Mentore è il personaggio della mitologia greca cui Ulisse affida il figlio Telemaco prima di partire per la guerra di Troia. Simbolo di fiducia totale. Nelle imprese, il mentore non ci evita di compiere errori, non ci risolve i problemi né ci indica come comportarci. Al contrario, grazie alla sua esperienza, ci aiuta a risolvere le cose da noi stessi, senza dire «io farei così», o «in casi come questo io ho fatto così», ma solo dicendo «ok, osserviamo questa situazione», o al massimo «cosa pensi di questo?». In pratica, il mentore usa la propria saggezza per aiutare qualcun altro a sviluppare la sua. Questo, a ben vedere, può funzionare in entrambe le direzioni del confronto generazionale. Il mutual mentoring è un patto, è la scintilla di uno scambio di valori e competenze, di una relazione non gerarchica, basata sulla reciprocità e sul desiderio d’imparare, l’una parte dall’altra. Vero, sembra l’acqua calda. Ma c’è di più. Nello stereotipo, l’età buona per commettere errori è la giovinezza. Quando sono maturo, il mondo si aspetta che io non commetta più errori, o almeno i soliti errori. A meno che sia molto vecchio, e allora torna l’immagine del vecchio rimbambito. 

Invece ogni età ha i propri errori. E che errore abbia lo stesso etimo di errare è solo un motivo in più per accogliere il concetto con benevolenza. Tutti commettiamo errori, a ogni età. E a tutte le età l’errore è fonte di conoscenza. Sterminata la letteratura sull’argomento: da Cicerone, che nelle Filippiche spiega: «l’errare è di tutti; il perseverare è dell’ignorante»; a Bertolt Brecht: «Intelligenza non è non commettere errori, ma scoprire subito il modo di trarne profitto», fino al bel libro di John Maxwell Sometimes you win, sometimes you learn, che dimostra che i grandi apprendimenti della vita si traggono proprio dalle sconfitte. A tutte le età. Essere vicini a un’altra persona, per sostenerla nell’affrontare prove difficili, nel gestire i propri errori, è proprio il senso del mentoring, pratica sempre più diffusa nella cultura manageriale contemporanea. 

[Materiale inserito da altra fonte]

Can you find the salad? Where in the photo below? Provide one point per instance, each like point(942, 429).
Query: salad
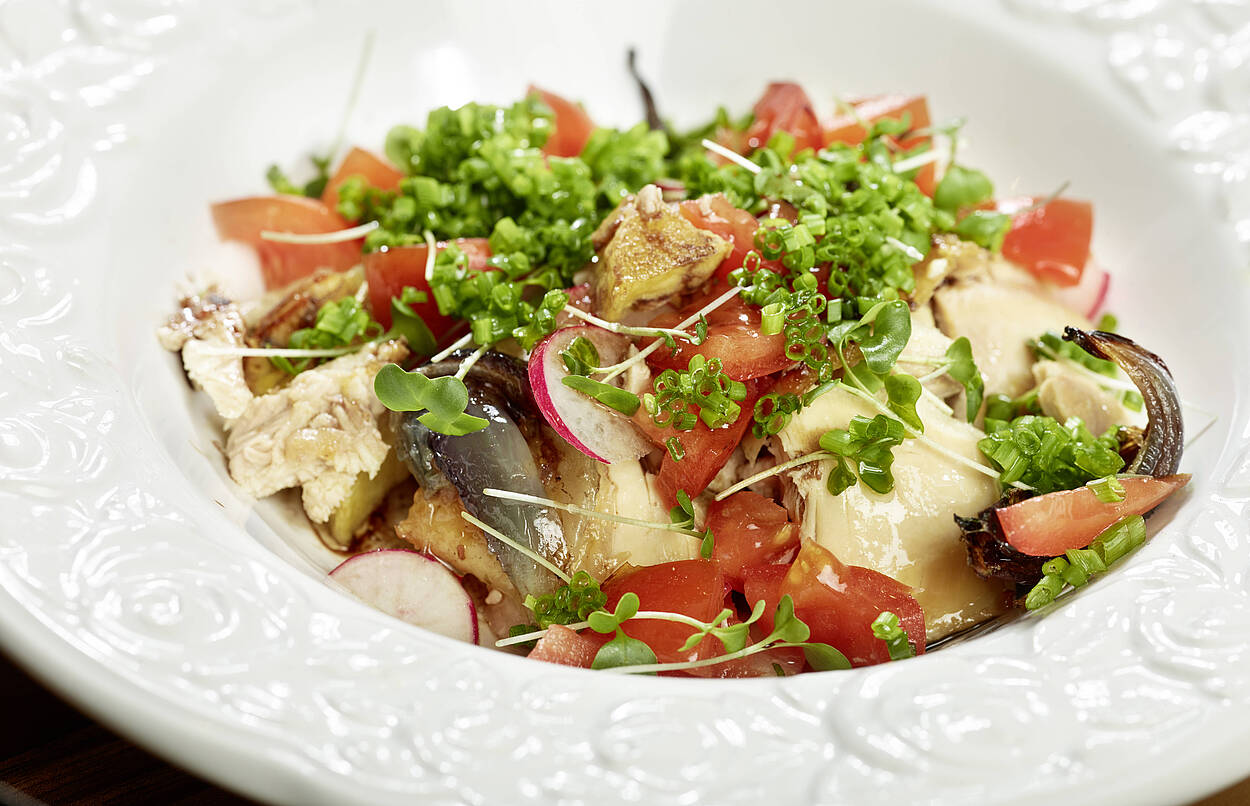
point(781, 394)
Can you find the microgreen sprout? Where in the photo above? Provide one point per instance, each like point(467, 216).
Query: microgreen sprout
point(443, 400)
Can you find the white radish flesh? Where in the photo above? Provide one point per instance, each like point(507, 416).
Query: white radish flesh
point(1089, 295)
point(413, 587)
point(589, 426)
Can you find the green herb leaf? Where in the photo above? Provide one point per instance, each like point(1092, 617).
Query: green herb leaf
point(786, 626)
point(904, 391)
point(581, 358)
point(568, 604)
point(888, 629)
point(623, 651)
point(1109, 490)
point(891, 329)
point(963, 188)
point(443, 399)
point(1049, 456)
point(963, 369)
point(824, 657)
point(984, 229)
point(611, 396)
point(708, 545)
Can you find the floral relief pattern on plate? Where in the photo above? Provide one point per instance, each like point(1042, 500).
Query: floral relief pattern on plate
point(209, 625)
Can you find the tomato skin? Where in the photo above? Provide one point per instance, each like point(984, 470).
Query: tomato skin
point(840, 601)
point(706, 450)
point(281, 264)
point(389, 270)
point(1049, 525)
point(764, 584)
point(715, 214)
point(784, 106)
point(734, 336)
point(749, 530)
point(571, 128)
point(848, 130)
point(564, 646)
point(1053, 241)
point(693, 587)
point(369, 166)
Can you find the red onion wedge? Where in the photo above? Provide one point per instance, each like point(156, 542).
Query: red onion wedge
point(413, 587)
point(591, 427)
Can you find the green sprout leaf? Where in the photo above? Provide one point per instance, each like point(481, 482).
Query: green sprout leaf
point(786, 626)
point(964, 370)
point(904, 391)
point(581, 358)
point(963, 188)
point(891, 329)
point(984, 229)
point(623, 651)
point(611, 396)
point(824, 657)
point(568, 604)
point(443, 399)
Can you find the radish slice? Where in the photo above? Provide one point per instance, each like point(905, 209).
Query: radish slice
point(1086, 296)
point(591, 427)
point(413, 587)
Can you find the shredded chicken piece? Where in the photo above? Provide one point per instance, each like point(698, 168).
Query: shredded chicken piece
point(201, 324)
point(319, 431)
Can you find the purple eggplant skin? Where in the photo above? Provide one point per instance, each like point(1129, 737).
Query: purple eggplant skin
point(1164, 437)
point(498, 456)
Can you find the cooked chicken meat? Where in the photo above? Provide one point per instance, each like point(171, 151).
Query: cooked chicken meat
point(1064, 391)
point(999, 308)
point(319, 431)
point(908, 534)
point(201, 325)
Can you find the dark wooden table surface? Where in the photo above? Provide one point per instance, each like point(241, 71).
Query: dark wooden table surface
point(50, 755)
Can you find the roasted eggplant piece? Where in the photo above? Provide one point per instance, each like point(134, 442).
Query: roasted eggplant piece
point(498, 456)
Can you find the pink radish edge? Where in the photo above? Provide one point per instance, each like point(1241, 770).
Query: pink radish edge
point(596, 431)
point(413, 587)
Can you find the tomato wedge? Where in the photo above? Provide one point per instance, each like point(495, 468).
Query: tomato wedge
point(571, 129)
point(784, 106)
point(369, 166)
point(715, 214)
point(846, 129)
point(564, 646)
point(281, 264)
point(1049, 525)
point(706, 450)
point(1051, 241)
point(734, 336)
point(840, 601)
point(749, 530)
point(691, 587)
point(389, 270)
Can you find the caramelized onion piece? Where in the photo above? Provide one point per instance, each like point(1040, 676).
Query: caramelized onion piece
point(989, 554)
point(653, 116)
point(1164, 437)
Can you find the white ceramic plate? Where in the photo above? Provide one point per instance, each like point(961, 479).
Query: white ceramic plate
point(138, 582)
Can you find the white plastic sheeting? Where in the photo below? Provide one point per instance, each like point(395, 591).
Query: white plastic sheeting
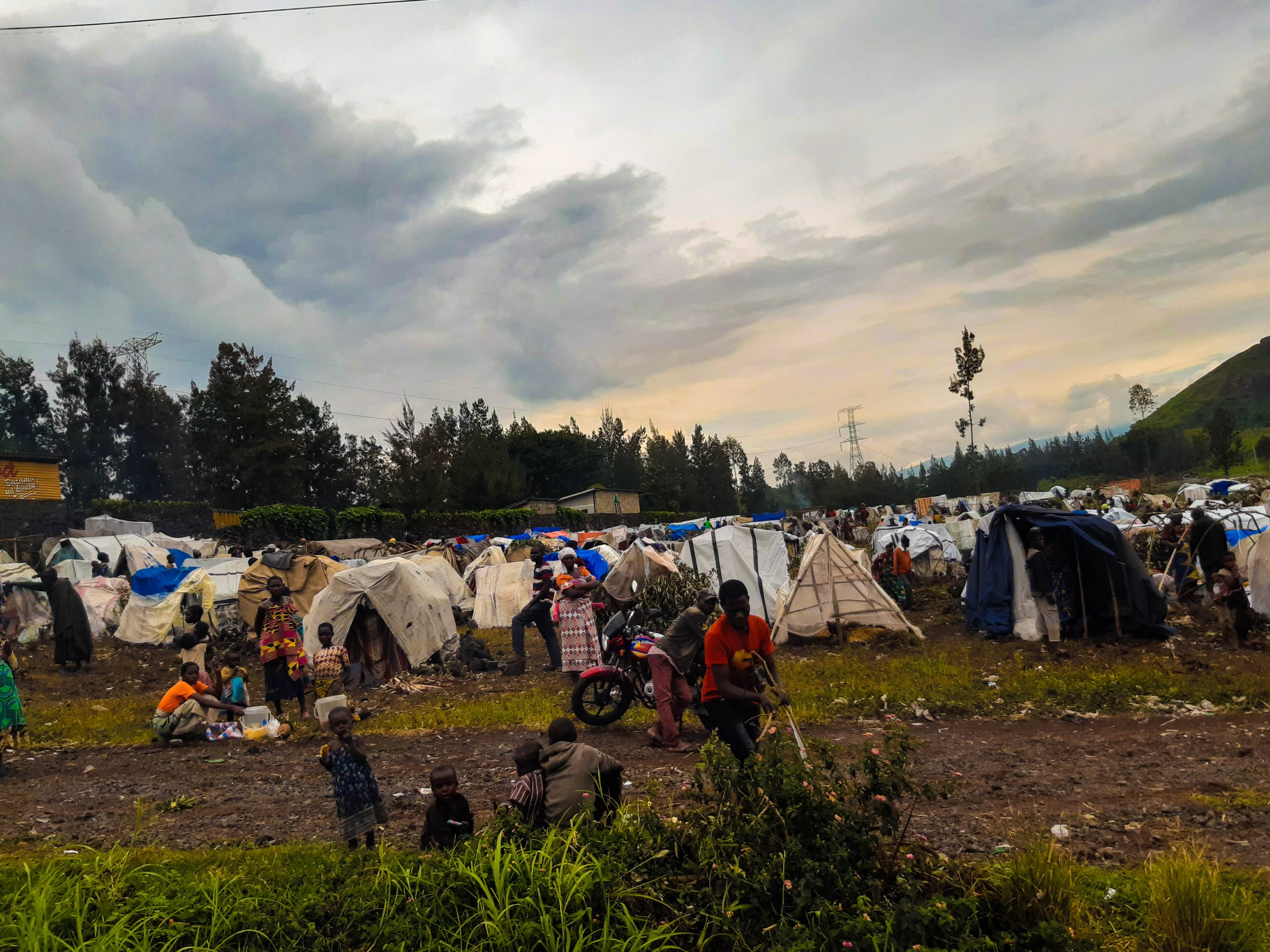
point(149, 620)
point(110, 526)
point(502, 592)
point(835, 583)
point(443, 573)
point(413, 607)
point(758, 558)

Per carità! Nessun scimmiottarsi. Patetico se io attacco a parlare come i miei studenti (anche se familiarizzare con il “giodizio”, il gergo giovanile, è una scoperta molto istruttiva per ogni persona matura). Come pure suonano strane le frasi dei vecchi in bocca ai giovani. Molto più agevole è condividere il linguaggio di certe attività “cross”, che possono appassionare generazioni diverse: musica, fotografia, sport, pesca, bicicletta. Ne sa qualcosa Luciana De Laurentiis, che ha raccontato in un TED i vantaggi delle matching skills, ossia la condivisione di abilità per la contaminazione positiva. Tutt’altro che facile. Ma quando c’è rispetto, c’è reciprocità. E basta uno sguardo anche dentro la parola reciprocità: Recus =indietro, procus =avanti. Reciproco: ciò che va e torna. Perché è vero che ogni scambio inizia con un atto di fede – la fiducia, l’amore, il chiedere scusa, il disarmo – ma è quando poi diventa reciproco che qualcosa di prezioso si accende.